The social relationship between sex workers and police is already one of deep distrust. Not just simply because sex work is criminalized in the US, as some people might assume. It's also because of the fact that police officers abuse and exploit sex workers, refuse to respond to calls for help including rape reports (the attitude that people who work in the sex industry can't be raped is widespread in law enforcement communities as well as the general public), and maintain an extremely adversarial approach to dealing with sex workers.
With criminalization also comes the attitude that sex workers are all forced into the industry, all have the same background and history, and all need to be "rescued" from themselves -- and the belief that vigorous law enforcement persecution (no, that is not a typo) is the way to accomplish that goal. Members of society who are opposed to sex work, including, often, anti-sex work "feminists," end up allying with law enforcement and the violence of police culture and the world of criminalization, not understanding that they are writing a blank check for abuse. (Indeed, for those who think that all sex work is rape, one might think that there should be some concerns about the rape of sex workers by police officers, but apparently not.)

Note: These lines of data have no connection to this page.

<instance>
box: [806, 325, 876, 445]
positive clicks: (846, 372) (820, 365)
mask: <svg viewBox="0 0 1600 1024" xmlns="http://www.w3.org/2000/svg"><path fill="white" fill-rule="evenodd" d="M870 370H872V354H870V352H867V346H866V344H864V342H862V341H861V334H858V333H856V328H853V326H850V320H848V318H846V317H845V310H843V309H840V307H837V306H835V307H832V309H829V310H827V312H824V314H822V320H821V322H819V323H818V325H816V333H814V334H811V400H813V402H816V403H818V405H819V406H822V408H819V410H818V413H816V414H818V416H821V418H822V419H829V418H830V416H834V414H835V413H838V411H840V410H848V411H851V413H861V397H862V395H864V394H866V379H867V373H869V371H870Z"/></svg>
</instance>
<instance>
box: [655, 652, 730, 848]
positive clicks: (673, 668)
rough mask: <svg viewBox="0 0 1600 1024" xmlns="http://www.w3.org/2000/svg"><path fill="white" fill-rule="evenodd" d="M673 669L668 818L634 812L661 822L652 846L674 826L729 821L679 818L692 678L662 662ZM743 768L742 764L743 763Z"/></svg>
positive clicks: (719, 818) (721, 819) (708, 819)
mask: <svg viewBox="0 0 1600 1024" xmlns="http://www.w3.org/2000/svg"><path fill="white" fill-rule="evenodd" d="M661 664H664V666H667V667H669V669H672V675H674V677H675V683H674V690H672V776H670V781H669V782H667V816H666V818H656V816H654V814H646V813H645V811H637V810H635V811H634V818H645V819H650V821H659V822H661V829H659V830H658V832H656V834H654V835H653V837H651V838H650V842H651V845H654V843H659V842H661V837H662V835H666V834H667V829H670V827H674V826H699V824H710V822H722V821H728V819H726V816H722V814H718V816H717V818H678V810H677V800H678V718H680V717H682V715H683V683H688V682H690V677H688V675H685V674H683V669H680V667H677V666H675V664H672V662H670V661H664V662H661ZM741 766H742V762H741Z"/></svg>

Fixing the legal system's approach to sex work in the US is a complex process, and this law illustrates precisely why: sex workers are not regarded as human beings.
When it comes to successful revisions of sex work legislation, Grant pointed to New Zealand as an example of a country that took a progressive and functional approach, one that was, critically, informed by sex worker input at every step of the way. In addition to helping to shape the law, sex workers also play an active role in the periodic reviews of the law to determine if it's successful and functional, creating a world in which they are playing an active role in making sex work safer, and ending exploitation created as a direct result of criminalization.
The police in Hawaii won this round, putting sex workers across the state at greater risk. The justification for the continued exemption? Fear that sex workers might conduct "cop checks" on their clients to confirm that they're not law enforcement about to arrest them. Why shouldn't sex workers confirm that their clients are genuine, though, rather than people planning to exploit and criminalize them? Just like someone performing any other kind of work, sex workers are entitled to basic employment protections including the right to screen their clients and get paid for their work -- and given the nature of the work they perform, these rights are especially important.
Sex workers in Hawaii just got a lot less safe, and law enforcement agencies in other states are undoubtedly taking notice.